Con Aurora e con Gaia scienza - gli scritti del "vomere" - è così seminato il terreno su cui germoglieranno, di lì a poco, i pensieri fondamentali della filosofia di Nietzsche: la morte di Dio, il superuomo, l'eterno ritorno dell'uguale, la volontà di potenza.

LA MORTE DI DIO

Nell'aforisma 125 della Gaia scienza l'"uomo folle" annuncia per la prima volta la morte di Dio. "Dove se ne è andato Dio? - gridò - ve lo voglio dire Siamo stati noi a ucciderlo. li...] Dio è morto!".
Ecco dunque la verità tremenda che apre una nuova via alla filosofia nietzscheana.
Che cosa significa tuttavia che Dio è morto? E che senso ha annunciare agli uomini la sua morte?
Il motivo della morte di Dio non ha, per Nietzsche, alcun significato psicologico: non significa dunque che gli uomini non credono più in Dio; né rappresenta una tesi metafisica circa la non esistenza di Dio. Esso ha piuttosto il valore di una constatazione: non c'è più alcun Dio che ci può salvare: oltre gli uomini sta solo il nulla. Alla lettera, si tratta dunque dell'annuncio di un evento, ancorché terribile. di Cui occorre prendere atto. Perché tuttavia Dio muore? Dio muore perché il mondo moderno è investito da una crisi mortale, che ha sprofondato l'umanità nell'angoscia dell'assurdo.
Proclamando la morte di Dio, Nietzsche intende dunque riassumere in una formula radicale l'irruzione del nichilismo nel mondo moderno, ossia il fatto che l'insieme degli ideali e dei valori su cui, grazie al cristianesimo, la civiltà europea ha costruito per secoli la propria regola di comportamento tradisce ora il nulla che ne era il fondamento nascosto. Agli occhi di un'umanità che non crede più ai suoi fini e ai suoi valori, così come essi si sono storicamente affermati nell'occidente cristiano, anche il Valore supremo si svalorizza: "Dio stesso si rivela come la nostra più lunga menzogna".
La morte di Dio è dunque il segno della tragicità del tempo. Con essa la Terra si snatura e l'umanità, orfana, priva del fondamento, corre verso la sua decadenza, Se Dio è morto non ha più senso parlare di morale, di bene e di male, di giusto e di ingiusto.
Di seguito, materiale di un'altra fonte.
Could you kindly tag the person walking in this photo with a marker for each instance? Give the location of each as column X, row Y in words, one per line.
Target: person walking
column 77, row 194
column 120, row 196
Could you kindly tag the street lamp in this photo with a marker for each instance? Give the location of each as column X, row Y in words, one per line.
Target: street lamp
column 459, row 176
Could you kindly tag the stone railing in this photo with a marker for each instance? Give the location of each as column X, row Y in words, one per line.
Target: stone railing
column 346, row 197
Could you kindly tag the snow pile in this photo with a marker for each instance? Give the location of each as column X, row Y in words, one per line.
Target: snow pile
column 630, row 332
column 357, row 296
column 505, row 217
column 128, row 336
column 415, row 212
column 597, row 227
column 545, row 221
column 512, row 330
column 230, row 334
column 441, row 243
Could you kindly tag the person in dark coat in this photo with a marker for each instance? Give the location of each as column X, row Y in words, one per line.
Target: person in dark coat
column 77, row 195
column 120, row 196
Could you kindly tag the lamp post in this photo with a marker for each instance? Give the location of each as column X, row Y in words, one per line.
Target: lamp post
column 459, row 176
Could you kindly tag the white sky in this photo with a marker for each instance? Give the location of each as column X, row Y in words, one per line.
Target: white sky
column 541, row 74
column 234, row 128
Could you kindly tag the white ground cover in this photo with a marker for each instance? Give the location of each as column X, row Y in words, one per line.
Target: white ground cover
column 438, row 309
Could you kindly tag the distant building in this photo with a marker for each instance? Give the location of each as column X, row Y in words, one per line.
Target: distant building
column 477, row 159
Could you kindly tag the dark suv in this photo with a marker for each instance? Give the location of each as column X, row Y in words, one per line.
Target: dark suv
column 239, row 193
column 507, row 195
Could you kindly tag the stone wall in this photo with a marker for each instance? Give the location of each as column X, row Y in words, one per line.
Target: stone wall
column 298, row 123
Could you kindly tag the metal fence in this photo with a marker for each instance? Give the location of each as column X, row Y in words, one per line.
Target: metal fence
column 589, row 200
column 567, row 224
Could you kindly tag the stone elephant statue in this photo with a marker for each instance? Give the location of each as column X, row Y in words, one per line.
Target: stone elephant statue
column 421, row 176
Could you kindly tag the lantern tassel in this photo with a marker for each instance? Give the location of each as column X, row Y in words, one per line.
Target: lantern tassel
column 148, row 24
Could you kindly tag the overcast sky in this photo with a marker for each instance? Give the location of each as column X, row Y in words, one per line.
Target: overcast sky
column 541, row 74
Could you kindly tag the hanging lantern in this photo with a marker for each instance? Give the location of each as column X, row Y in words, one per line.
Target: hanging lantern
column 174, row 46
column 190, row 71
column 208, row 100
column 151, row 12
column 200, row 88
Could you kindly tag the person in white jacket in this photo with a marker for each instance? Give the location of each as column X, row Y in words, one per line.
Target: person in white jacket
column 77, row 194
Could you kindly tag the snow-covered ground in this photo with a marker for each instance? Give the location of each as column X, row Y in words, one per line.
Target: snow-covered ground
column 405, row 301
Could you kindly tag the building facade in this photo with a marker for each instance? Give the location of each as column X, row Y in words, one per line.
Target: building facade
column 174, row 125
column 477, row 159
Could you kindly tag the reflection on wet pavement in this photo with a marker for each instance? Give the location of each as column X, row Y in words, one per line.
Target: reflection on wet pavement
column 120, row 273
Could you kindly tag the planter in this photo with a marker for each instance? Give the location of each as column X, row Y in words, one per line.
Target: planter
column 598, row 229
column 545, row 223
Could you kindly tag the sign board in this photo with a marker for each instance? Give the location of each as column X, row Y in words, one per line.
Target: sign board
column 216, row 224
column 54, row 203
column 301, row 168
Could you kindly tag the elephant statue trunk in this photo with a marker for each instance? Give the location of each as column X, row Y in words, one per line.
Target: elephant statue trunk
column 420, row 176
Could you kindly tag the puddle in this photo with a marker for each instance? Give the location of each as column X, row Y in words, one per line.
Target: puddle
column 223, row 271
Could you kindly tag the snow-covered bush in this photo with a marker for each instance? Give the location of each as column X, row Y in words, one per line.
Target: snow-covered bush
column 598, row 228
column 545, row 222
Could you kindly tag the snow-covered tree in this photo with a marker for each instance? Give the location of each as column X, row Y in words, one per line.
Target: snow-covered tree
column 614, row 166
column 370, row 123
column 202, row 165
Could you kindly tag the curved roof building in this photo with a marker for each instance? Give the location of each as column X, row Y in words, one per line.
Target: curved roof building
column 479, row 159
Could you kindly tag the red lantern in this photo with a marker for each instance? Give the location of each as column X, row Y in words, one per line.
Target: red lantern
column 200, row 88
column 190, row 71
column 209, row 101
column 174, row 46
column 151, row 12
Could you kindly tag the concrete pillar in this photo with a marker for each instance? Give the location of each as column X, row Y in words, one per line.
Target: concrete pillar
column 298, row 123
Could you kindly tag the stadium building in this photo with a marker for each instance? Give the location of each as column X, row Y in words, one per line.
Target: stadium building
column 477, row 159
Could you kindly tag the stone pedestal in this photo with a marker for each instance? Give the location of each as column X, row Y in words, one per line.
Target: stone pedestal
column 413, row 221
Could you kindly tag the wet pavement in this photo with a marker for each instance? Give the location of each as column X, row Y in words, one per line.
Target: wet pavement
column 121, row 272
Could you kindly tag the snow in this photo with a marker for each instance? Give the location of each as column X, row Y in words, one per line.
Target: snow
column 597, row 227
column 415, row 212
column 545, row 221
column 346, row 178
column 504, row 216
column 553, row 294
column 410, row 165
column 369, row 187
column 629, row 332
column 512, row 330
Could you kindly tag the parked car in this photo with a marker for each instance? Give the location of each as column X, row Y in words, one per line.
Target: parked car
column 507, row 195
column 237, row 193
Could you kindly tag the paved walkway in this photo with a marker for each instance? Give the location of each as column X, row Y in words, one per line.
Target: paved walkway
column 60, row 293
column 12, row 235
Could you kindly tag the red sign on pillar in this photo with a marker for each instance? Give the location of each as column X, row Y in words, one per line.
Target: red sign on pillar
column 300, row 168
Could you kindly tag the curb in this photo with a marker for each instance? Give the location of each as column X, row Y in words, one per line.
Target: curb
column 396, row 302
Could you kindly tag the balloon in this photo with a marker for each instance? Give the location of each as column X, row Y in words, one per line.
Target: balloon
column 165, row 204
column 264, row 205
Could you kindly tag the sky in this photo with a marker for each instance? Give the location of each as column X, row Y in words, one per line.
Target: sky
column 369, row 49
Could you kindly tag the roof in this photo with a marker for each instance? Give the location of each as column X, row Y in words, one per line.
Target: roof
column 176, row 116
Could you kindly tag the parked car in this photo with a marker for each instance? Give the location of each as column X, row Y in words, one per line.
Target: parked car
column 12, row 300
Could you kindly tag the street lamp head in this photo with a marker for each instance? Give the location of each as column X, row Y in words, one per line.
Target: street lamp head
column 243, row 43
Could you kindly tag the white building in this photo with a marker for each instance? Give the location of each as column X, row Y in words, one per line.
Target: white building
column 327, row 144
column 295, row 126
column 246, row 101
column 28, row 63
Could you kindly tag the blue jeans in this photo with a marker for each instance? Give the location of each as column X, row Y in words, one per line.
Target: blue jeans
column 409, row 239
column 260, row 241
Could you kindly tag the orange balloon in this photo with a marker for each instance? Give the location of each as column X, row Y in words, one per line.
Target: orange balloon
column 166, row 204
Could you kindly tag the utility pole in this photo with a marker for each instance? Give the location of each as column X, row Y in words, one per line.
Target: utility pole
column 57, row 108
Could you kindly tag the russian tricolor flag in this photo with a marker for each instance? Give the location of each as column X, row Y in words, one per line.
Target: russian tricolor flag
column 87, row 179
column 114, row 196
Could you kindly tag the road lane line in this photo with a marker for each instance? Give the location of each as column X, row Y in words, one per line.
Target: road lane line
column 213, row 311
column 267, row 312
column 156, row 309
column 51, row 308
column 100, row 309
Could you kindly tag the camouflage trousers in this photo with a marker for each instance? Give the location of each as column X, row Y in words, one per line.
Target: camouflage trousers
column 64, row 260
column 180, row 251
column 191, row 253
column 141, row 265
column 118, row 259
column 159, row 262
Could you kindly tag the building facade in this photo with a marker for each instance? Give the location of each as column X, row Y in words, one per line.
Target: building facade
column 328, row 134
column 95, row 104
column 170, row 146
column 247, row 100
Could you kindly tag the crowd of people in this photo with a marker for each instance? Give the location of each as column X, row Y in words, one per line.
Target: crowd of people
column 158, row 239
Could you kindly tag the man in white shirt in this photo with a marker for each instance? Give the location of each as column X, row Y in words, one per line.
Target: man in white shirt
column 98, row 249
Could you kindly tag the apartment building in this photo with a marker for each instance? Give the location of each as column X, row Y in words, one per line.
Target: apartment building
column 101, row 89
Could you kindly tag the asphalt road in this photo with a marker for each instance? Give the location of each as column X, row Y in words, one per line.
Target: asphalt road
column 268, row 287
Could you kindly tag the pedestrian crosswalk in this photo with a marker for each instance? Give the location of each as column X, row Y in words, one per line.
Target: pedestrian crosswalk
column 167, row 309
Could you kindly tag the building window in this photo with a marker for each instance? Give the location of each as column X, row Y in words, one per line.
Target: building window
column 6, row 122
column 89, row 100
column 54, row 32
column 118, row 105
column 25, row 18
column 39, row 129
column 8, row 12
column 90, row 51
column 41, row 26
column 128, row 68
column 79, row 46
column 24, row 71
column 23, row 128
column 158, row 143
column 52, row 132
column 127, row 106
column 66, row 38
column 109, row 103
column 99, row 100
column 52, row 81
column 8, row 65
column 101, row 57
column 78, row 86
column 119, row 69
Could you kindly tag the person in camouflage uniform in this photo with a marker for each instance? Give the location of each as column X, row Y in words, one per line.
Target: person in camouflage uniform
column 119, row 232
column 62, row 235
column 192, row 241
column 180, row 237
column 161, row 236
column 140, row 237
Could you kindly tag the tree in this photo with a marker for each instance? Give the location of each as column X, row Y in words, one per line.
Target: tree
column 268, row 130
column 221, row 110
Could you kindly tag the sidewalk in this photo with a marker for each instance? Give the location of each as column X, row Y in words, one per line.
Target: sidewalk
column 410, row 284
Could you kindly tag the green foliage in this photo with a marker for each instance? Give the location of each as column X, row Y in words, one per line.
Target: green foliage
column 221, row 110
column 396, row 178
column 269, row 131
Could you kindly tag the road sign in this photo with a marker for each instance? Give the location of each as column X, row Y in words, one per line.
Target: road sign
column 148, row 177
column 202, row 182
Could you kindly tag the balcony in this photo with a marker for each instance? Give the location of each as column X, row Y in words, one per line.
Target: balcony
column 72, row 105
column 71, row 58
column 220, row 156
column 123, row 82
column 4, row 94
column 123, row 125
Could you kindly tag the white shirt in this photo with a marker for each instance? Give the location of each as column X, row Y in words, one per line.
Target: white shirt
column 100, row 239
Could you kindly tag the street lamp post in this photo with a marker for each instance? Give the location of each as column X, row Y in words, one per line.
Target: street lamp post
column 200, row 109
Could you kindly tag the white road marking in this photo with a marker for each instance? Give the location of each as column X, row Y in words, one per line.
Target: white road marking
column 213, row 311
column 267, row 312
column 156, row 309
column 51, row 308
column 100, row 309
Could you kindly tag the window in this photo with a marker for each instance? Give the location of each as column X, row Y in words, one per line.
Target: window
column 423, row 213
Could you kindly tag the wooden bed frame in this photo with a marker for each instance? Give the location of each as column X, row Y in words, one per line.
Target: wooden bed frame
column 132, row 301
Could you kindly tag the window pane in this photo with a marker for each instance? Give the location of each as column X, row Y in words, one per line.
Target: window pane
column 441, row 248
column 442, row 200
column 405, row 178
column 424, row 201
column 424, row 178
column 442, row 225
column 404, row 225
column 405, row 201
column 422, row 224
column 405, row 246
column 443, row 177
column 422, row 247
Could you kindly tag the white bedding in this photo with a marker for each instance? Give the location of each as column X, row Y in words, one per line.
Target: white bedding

Non ha più senso domandarsi dove l'uomo stia andando e da dove sia venuto. "Non è il nostro un eterno precipitare? - si chiede l'uomo folle - Non stiamo forse vagando attraverso un infinito nulla? Non alita su di noi lo spazio vuoto?" (Vedi La "morte di Dio" e il "superuomo" da Così parlò Zarathustra) (Vedi anche F. Guccini: "Dio è morto")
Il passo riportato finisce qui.